The Power of High Expectations

There are many reasons why Friendship Academy of the Arts (FAA), a charter public school in south Minneapolis, is this year’s top Minneapolis Star Tribune’s “Beating the Odds” school in the Twin Cities. With a student body of over 97% on free and reduced lunch, they topped all metropolitan schools with at least 85% poverty level in both reading proficiency (83.3%) and math proficiency (90.3%).

On Tuesday, I named them “The Little Engine that Did.” How did they do it?

According to recently retired Executive Director Nell Collier, “Through the years, we experienced some ups and downs, but we never entertained a deficit perspective. We always adopted an attitude of accepting the truth, but determining what we needed to do to improve, and then doing it.”

When the school learned four years ago that their authorizer was recommending closure due to poor academic test scores, “our school board, staff, and many community stakeholders believed in our power to overcome obstacles and continue to bring value to students and families,” said Collier. “We found what we needed to correct, made necessary corrections, and student scores began to climb.”

FAA hired an Academic Director and began to train staff in SIOP (Sheltered Instruction Observation Protocol) and Thinking Maps, by David Hyerle, as strategies to accelerate students’ intellectual performances. They became prolific in using data to inform instruction and trained their students to do the same. Their students knew the academic goals they were striving to achieve and became competitive against themselves to improve their skills. Sounds a lot like personalized learning to me!

“Every teacher expected students to produce high intellectual learning performances,” continued Collier. “When students were questioned, each one learned to respond in complete sentences to meet teacher expectations. . . . We changed our reference to our learners by calling them scholars. They come in knowing they are college bound.”

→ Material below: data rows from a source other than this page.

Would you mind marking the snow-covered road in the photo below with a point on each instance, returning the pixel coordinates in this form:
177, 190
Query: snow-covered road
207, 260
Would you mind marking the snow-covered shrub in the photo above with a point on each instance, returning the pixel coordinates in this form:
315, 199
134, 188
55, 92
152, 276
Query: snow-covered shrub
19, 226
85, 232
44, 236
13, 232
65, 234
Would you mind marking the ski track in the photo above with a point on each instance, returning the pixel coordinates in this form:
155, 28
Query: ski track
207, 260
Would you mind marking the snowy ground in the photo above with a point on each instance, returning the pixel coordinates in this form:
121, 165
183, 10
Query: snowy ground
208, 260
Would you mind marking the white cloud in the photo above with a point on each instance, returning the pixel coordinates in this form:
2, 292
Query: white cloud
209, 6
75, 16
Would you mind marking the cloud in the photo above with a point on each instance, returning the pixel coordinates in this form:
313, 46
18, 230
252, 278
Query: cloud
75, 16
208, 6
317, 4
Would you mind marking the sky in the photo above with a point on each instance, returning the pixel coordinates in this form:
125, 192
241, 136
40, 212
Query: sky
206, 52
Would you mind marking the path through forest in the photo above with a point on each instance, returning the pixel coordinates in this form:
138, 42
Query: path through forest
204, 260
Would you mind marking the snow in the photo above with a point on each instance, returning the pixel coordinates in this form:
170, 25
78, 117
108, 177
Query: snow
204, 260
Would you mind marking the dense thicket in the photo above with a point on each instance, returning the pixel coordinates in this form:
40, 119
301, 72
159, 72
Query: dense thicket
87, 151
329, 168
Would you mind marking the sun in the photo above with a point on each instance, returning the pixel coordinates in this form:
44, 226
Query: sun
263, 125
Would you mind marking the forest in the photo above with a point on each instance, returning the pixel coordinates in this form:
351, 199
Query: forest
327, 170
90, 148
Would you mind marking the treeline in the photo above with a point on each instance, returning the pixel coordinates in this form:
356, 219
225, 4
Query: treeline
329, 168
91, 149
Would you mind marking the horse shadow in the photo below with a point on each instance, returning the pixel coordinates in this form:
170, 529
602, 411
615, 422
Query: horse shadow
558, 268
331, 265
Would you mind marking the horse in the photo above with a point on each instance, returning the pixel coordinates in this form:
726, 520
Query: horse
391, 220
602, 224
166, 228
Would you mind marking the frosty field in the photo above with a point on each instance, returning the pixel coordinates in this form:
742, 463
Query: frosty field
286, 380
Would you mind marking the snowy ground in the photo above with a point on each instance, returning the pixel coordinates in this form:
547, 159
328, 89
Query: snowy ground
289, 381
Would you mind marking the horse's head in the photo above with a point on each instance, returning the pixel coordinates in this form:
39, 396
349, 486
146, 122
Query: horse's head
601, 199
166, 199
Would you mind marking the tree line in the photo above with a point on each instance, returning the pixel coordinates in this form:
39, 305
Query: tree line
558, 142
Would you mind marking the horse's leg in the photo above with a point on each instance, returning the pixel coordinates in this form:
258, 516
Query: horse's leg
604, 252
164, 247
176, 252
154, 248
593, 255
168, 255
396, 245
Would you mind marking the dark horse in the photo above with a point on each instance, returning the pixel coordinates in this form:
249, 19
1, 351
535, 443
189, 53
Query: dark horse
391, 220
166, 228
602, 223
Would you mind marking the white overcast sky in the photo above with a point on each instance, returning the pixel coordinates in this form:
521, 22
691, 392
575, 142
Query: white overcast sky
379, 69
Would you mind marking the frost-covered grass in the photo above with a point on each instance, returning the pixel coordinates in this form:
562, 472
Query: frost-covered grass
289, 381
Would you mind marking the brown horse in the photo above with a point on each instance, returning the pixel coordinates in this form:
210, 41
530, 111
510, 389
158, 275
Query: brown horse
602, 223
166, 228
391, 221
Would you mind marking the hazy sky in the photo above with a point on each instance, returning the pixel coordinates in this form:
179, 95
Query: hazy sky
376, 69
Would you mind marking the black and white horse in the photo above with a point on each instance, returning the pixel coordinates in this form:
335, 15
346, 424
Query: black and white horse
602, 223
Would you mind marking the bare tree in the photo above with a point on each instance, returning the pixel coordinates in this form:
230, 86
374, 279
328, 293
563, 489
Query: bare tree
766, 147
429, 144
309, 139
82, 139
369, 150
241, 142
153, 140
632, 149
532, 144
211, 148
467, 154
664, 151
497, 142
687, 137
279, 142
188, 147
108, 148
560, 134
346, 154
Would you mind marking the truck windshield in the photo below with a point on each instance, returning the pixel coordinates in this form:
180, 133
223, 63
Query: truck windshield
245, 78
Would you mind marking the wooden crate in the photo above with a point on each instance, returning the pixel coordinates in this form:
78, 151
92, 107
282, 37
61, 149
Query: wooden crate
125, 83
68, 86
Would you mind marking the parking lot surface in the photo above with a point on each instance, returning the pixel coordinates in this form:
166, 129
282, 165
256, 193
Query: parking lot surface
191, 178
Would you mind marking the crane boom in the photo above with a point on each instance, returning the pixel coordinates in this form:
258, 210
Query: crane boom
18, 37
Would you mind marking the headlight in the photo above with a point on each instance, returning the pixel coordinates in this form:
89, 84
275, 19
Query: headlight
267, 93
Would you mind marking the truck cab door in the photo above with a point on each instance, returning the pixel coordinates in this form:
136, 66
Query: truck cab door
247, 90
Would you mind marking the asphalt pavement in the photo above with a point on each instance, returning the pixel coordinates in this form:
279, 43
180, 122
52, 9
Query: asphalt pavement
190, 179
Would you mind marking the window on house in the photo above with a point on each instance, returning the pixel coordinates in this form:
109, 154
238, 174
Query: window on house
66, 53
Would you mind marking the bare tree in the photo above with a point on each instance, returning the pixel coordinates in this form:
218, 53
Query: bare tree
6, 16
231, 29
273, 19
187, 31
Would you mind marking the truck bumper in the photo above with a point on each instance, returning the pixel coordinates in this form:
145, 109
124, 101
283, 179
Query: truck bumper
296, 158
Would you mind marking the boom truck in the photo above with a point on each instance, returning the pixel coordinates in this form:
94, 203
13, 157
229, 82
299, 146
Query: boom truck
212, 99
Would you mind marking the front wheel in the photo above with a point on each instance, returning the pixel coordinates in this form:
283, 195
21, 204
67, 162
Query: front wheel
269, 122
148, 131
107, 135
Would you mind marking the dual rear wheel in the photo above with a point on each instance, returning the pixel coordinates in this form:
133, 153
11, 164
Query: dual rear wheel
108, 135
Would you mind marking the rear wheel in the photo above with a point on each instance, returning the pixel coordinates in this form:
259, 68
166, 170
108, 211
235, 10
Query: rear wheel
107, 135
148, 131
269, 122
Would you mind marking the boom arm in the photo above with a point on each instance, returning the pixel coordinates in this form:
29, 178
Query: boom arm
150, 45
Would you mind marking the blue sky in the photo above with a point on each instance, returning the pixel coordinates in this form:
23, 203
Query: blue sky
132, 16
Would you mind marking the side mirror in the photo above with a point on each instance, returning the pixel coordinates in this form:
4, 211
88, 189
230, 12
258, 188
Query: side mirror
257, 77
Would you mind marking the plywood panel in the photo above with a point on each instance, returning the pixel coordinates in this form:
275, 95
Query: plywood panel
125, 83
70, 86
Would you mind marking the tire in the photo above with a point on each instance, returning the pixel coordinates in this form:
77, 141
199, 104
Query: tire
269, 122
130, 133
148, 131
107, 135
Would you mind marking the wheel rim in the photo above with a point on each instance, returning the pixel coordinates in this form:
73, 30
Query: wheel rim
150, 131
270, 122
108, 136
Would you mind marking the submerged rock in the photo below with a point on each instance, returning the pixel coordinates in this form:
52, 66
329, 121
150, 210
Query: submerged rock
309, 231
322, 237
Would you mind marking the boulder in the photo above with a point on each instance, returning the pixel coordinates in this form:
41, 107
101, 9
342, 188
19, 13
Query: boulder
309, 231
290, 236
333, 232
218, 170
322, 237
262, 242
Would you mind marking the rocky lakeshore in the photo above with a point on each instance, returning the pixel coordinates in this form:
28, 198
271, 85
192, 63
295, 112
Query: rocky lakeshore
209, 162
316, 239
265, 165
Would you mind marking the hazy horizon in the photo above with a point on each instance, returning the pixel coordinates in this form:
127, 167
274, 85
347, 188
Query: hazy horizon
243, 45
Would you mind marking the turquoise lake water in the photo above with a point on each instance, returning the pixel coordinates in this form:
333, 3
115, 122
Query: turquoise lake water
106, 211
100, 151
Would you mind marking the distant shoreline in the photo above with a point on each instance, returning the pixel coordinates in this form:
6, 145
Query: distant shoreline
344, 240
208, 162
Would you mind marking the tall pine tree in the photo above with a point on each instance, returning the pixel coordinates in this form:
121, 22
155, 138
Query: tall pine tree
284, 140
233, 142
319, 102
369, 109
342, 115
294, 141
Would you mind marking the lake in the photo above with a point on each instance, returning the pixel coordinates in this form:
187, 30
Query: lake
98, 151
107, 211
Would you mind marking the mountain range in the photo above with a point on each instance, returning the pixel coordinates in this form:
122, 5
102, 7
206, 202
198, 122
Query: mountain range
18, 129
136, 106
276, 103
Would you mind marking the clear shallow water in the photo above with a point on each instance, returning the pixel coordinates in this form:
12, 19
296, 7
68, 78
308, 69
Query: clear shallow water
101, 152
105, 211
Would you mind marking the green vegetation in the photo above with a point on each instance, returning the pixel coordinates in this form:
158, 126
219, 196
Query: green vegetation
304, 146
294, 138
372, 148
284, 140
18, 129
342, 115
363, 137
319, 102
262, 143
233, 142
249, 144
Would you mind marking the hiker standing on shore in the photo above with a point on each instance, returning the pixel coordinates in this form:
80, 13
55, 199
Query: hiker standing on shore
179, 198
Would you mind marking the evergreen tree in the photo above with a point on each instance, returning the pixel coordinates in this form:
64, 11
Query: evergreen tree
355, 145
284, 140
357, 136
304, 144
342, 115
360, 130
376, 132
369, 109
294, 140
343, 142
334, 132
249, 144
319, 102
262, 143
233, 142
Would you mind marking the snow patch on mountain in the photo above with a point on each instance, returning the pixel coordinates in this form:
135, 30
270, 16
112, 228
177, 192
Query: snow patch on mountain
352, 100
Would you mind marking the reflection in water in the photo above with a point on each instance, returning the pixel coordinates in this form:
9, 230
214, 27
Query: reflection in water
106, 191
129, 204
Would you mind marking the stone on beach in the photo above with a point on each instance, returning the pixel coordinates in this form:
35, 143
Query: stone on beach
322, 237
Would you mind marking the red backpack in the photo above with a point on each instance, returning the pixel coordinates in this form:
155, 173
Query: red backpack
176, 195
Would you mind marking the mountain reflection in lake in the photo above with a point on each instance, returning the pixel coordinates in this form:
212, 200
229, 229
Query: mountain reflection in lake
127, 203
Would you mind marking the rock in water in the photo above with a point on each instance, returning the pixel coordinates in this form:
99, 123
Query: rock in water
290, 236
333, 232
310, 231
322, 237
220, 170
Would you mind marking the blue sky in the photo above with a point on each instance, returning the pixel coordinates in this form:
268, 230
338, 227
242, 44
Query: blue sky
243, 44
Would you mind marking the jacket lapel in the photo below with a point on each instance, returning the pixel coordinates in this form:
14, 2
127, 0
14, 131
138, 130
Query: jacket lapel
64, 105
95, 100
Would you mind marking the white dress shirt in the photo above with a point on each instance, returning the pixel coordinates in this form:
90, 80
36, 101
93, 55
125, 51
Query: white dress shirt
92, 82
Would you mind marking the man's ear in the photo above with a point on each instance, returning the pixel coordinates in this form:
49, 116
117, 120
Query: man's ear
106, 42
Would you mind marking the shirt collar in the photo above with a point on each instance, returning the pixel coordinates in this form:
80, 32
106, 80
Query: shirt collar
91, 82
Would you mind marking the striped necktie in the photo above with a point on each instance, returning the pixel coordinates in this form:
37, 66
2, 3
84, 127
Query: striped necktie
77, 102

Though Ms. Collier retired to become the school’s Arts Enrichment Coordinator, FAA is destined to stay on course with high expectations of its board of directors and new Executive Director, Charvez Russell, FAA’s former fifth-grade teacher. A native of Mississippi, Mr. Russell brings both teaching and business experience to his leadership role. He began his career in business as part of the leadership team of the Minneapolis/St. Paul airport location of Avis Budget group. During his 8 ½ years there the group experienced improvements in revenue, operational efficiencies, and performance. He felt called to return to the classroom and joined FAA as a teacher. Today he is seeking his doctorate degree in Organizational Leadership.

Congratulations to the board of directors and staff of Friendship Academy of the Arts. You are a model of the original chartering vision—a small, innovative school, passionately committed to your mission, producing results that eliminate (not just reduce) the “achievement gap.” Job well done!